Polisi Diduga Kriminalisasi Warga Konawe Selatan

Penulis : Aryo Bhawono

Hukum

Rabu, 29 November 2023

Editor : Yosep Suprayogi

BETAHITA.ID -  Polisi diduga melakukan penangkapan sewenang-wenang terhadap petani di Konawe, Sulawesi Tenggara. Walhi Sultra beranggapan penangkapan ini merupakan kriminalisasi. 

Sekelompok polisi berpakaian preman menangkap Ande bin Tokoano atau kerap disapa dengan Nderi, warga Desa Sandey, Kecamatan Angata, Konawe Selatan, Sulawesi Tenggara, pada Senin dini hari (27/11/2023). Saat itu, usai menari Malulo dalam acara adat, kerumunan warga Sandey mulai terurai dan desa mulai sepi. Tiba-tiba sekelompok orang berpakaian preman dan mengaku sebagai polisi memaksa Nderi untuk ikut bersama mereka. 

Awalnya beberapa warga tersisa menduga tindakan itu merupakan penculikan. Namun seorang dari berteriak bahwa mereka adalah polisi.

“Penangkapan itu adalah cacat karena polisi tidak menunjukkan identitas dan tidak menunjukkan surat penangkapan,” ucap Direktur Eksekutif Daerah Wahana Lingkungan Hidup Indonesia (Walhi) Sultra, Andi Rahman, ketika dihubungi melalui telepon. 

Poster kampanye hentikan kriminalisasi masyarakat sipil Indonesia. Foto: LBH Pers

Andi mengaku, informasi yang diterimanya menyebutkan bahwa istri Nderi baru dikirim surat keesokan harinya. Pada surat tersebut Nderi disangka melakukan pembakaran lahan milik PT Marketindo Selaras (MS) dan dan dijerat dengan Pasal 187 Ayat (1) KUHPidana jo. pasal 55 Ayat (1) ke-1 KUHPidana dengan ancaman kurungan 12 tahun.

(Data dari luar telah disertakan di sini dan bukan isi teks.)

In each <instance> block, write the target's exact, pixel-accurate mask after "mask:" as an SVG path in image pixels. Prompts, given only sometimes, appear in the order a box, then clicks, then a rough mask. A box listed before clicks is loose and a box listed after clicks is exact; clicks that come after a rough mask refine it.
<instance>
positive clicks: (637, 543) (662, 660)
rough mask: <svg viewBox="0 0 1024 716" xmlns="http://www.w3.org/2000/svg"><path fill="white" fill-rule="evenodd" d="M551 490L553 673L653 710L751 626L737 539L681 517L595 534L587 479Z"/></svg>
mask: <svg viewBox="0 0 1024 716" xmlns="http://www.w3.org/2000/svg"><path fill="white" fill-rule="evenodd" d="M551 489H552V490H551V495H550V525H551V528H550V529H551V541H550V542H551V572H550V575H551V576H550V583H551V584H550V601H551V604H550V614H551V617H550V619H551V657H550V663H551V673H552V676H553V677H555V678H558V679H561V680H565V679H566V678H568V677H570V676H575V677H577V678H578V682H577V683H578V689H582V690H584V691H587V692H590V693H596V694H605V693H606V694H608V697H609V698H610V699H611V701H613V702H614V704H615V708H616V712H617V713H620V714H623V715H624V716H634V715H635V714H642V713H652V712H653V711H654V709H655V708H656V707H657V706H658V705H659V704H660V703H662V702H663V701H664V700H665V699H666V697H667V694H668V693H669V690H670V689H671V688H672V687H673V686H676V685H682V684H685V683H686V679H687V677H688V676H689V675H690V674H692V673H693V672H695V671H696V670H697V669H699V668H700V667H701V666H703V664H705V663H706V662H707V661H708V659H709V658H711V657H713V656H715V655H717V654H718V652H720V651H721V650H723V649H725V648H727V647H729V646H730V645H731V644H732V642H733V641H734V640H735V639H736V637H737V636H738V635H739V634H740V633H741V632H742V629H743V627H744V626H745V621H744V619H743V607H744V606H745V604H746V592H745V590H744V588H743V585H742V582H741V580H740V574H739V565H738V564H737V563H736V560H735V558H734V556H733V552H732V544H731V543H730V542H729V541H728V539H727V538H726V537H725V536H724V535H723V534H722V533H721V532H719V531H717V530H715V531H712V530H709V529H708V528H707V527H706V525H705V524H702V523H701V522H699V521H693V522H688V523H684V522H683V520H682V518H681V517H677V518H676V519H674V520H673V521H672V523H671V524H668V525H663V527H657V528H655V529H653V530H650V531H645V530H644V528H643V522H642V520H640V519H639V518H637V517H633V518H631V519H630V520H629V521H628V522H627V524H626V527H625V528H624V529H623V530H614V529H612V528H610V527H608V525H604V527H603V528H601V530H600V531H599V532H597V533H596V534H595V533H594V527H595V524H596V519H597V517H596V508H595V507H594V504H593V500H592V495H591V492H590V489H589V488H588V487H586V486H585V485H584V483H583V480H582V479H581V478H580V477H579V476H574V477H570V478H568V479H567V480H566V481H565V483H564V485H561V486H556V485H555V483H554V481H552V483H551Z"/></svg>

Menurut Andi, tindakan polisi merupakan upaya kriminalisasi. Sebanyak 8 desa di Kecamatan Angata, termasuk Sandey, ujarnya, tengah berkonflik dengan PT MS. Sudah lebih dari 20 tahun warga membuktikan penguasaan tanah, ditandai dengan adanya aktivitas masyarakat dalam pengelolaan lahan dalam bentuk perkebunan dan tanaman yang menjadi penghidupan masyarakat seperti sagu, jambu mete, jati putih, dan palawija sebagai bentuk kehidupan lokal yang perlu dilestarikan.

Sesuai PP Nomor 24 Tahun 1997 Pasal 24 ayat (2), penguasaan tanah masyarakat terhadap tanah garapan selama lebih dari 20 tahun menjadi landasan untuk masyarakat Angata memiliki penguasaan tanah secara legal. Sedangkan PT MS mengklaim lahan seluas 1.300 hektare. 

“Polres Konsel secara terang melakukan kriminalisasi terhadap petani Angata dengan Pasal 187 ayat 1 juncto, Pasal 55 ayat 1 KUHP yang dilakukan serampangan dan cacat prosedural secara hukum dalam melakukan penangkapan hingga pelimpahan penahanan ke Polda Sultra,” tegasnya.

Andi mengungkap sejak tahun 2002, lahan garapan seluas 1.300 hektar dulunya diolah PT Sumber Madu Bukari (SMB), namun tidak pernah sah secara hukum. Sama halnya peralihan kuasa perusahaan ke PT MS pada tahun 2019, juga cacat hukum dan inprosedural.

Penetapan Hakim Pengadilan Niaga (PN) Jakarta No 33/Pailit/2003/PN.Niaga/JKT PST tertanggal 20 Februari 2004 menyebutkan aset yang dimiliki PT SMB, yakni pabrik gula seluas 66,24 hektar termasuk mess, kendaraan, tanah pelepasan kawasan Hutan 12.600 hektare yang di dalamnya terdapat lahan ploting 1.300 hektare yang terletak di Desa Motaha, Puao, Teteasa, Lamooso dan Sandarsi Jaya. “Akan tetapi dalam lampiran aset, lahan ploting 1.300 bukan bagian dari aset PT SMB,” tutur dia.